La retata del 3 novembre del 1943 cominciò così, con un uomo costretto a fare l’impensabile per difendere i suoi figli.
Un gesto che però non servì a salvare la vita né alla famiglia Polacco né agli altri 20 ebrei deportati nei campi di concentramento.
Le quattro pietre di inciampo che la Comunità ebraica di Genova ha posizionato questa mattina accanto alla sinagoga sono dedicate proprio a loro, ad Albino, Linda, Carlo e Roberto.
«È importante ricordare i nomi delle persone ed entrare in una memoria più approfondita – ha detto il rabbino capo Rav Giuseppe Momigliano – e si sente la necessità non solo di ricordare, ma di cercare anche di conoscere, comprendere e utilizzare la memoria nel modo giusto. Oggi ci sono tanti travisamenti della memoria e penso che questi momenti in cui si ricordano le vittime siano momenti che lasciano una traccia importante».

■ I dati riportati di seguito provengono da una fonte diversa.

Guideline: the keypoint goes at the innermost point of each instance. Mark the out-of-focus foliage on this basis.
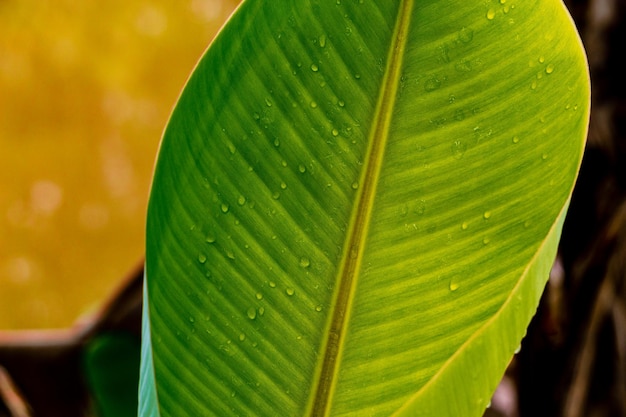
(85, 90)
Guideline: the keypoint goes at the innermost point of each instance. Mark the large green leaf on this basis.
(356, 206)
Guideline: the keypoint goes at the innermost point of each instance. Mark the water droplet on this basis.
(432, 84)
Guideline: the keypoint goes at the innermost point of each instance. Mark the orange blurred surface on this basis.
(85, 91)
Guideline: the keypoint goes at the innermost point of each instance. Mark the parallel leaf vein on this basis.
(322, 395)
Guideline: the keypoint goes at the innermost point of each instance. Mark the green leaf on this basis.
(356, 206)
(111, 364)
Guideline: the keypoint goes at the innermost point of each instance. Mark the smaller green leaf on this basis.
(111, 364)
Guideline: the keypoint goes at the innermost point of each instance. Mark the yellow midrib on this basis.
(321, 399)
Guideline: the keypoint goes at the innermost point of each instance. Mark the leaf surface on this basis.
(356, 206)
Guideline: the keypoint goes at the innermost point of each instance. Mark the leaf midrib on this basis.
(321, 399)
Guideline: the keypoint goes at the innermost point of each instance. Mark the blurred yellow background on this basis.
(85, 91)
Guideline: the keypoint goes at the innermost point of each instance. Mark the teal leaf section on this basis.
(356, 205)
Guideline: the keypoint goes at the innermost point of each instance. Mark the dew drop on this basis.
(432, 84)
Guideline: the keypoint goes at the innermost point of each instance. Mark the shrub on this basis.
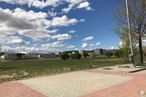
(76, 56)
(65, 56)
(109, 54)
(85, 54)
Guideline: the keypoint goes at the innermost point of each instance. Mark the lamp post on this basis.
(130, 36)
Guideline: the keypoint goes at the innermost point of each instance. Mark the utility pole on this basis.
(130, 36)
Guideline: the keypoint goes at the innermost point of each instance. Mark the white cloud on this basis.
(9, 39)
(70, 47)
(72, 31)
(52, 45)
(30, 23)
(88, 38)
(85, 45)
(61, 37)
(111, 48)
(98, 43)
(52, 3)
(63, 21)
(85, 5)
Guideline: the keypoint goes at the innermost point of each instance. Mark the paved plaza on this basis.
(89, 83)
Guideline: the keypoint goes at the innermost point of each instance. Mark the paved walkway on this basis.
(90, 83)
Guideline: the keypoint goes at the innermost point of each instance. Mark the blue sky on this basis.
(56, 25)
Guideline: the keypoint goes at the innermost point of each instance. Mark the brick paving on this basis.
(16, 89)
(90, 83)
(131, 88)
(73, 84)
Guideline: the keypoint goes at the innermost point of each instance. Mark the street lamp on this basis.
(130, 36)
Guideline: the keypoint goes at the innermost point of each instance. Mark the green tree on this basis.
(124, 45)
(85, 54)
(109, 54)
(76, 56)
(65, 56)
(137, 12)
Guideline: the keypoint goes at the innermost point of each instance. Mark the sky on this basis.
(57, 25)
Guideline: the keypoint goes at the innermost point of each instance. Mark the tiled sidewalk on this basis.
(91, 83)
(16, 89)
(131, 88)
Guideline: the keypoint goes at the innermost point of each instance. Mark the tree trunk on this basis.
(140, 50)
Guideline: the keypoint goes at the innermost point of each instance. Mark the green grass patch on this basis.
(20, 69)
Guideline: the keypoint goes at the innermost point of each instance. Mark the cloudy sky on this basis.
(56, 25)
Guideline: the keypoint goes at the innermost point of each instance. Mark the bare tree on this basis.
(137, 12)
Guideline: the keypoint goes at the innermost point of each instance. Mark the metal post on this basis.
(130, 37)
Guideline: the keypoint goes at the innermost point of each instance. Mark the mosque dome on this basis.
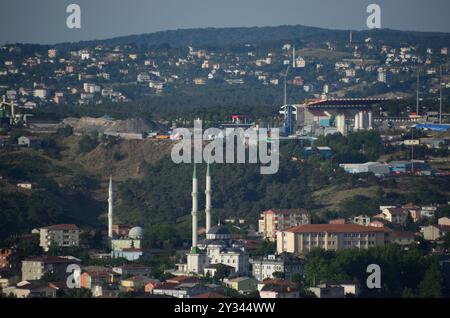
(219, 232)
(136, 233)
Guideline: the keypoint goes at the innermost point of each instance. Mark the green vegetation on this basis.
(403, 273)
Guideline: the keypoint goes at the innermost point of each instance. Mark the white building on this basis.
(217, 248)
(264, 268)
(60, 235)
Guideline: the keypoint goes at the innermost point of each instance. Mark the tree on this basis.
(222, 272)
(278, 275)
(446, 240)
(432, 284)
(87, 144)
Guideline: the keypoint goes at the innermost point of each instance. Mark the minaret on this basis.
(208, 199)
(110, 208)
(194, 211)
(294, 64)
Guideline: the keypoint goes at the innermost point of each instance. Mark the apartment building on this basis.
(264, 267)
(36, 267)
(331, 237)
(60, 235)
(272, 221)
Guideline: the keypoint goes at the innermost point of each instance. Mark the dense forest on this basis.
(222, 37)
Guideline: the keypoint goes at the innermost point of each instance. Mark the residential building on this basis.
(394, 215)
(132, 270)
(435, 232)
(278, 288)
(185, 290)
(135, 283)
(264, 267)
(8, 278)
(444, 221)
(402, 238)
(35, 268)
(331, 237)
(272, 221)
(241, 284)
(377, 168)
(328, 291)
(362, 220)
(59, 235)
(9, 258)
(32, 289)
(95, 275)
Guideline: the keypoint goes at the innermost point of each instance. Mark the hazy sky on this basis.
(44, 21)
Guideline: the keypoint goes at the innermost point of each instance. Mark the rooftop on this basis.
(61, 227)
(335, 228)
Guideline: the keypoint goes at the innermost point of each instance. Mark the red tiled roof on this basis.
(335, 228)
(397, 234)
(61, 227)
(289, 211)
(52, 259)
(182, 279)
(167, 286)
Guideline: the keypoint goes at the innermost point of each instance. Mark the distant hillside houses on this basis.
(380, 169)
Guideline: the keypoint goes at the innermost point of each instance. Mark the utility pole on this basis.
(285, 85)
(440, 95)
(417, 93)
(412, 151)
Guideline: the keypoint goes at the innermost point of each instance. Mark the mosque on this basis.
(124, 245)
(217, 248)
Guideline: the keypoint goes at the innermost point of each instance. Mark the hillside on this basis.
(220, 37)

«Voglio ringraziare la comunità ebraica perché ci tiene sempre “svegli”» ha dichiarato il sindaco Marco Bucci, che poi ha spiegato: «Talvolta ci si addormenta nel vero senso della parola, cioè dimentichiamo e questo è sbagliato. Bisogna sempre ricordare e la memoria è un punto fondamentale per progettare il nostro futuro. Senza futuro non c’è memoria e questa frase riassume tutto quello che vogliamo fare, quello che vogliamo ricordare e quello dobbiamo avere ben presente e mi rivolgo soprattutto ai ragazzi. Non vogliamo che ci siano più situazioni di discriminazioni e non vogliamo più che ci siano da ricordare cose che non vanno bene: dobbiamo ricordare quanto accaduto per far sì che i nostri progetti per il futuro siano giusti ed equilibrati, ricordandoci che la mia libertà personale finisce dove inizia quella degli altri e che occorre avere una convivenza civile ai massimi livelli».
Alla cerimonia, che si è svolta questa mattina sul piazzale davanti alla sinagoga, presente anche il presidente della Comunità ebraica genovese Ariel Dello Strologo.
«Era il momento di mettere una pietra di inciampo vicino alla sinagoga. La storia della famiglia Polacco e degli altri ebrei deportati rileva momenti di grande tristezza e di cattiveria dell’uomo, ma evidenzia anche grande eroismo. È la storia di uomini e di donne, la storia di persone che decidono da che parte stare: se stare dalla parte buona dell’umanità o dall’altra parte, anche solo girando la testa. La Shoah parla dei rapporti tra le persone e può diventare la nostra storia comune di tutti i giorni: possiamo fare tutti un piccolo gesto di responsabilità».
I bambini della famiglia Polacco frequentarono la scuola De scalzo, oggi intitolata anche a loro e che all’epoca delle leggi razziali ospitava i bambini ebrei soltanto al pomeriggio, espulsi ormai da ogni attività che li immischiasse con bambini non ebrei.
Alla cerimonia ha presenziato anche la console generale tedesca Ingrid Jung e gli studenti della scuola De Scalzo Polacco.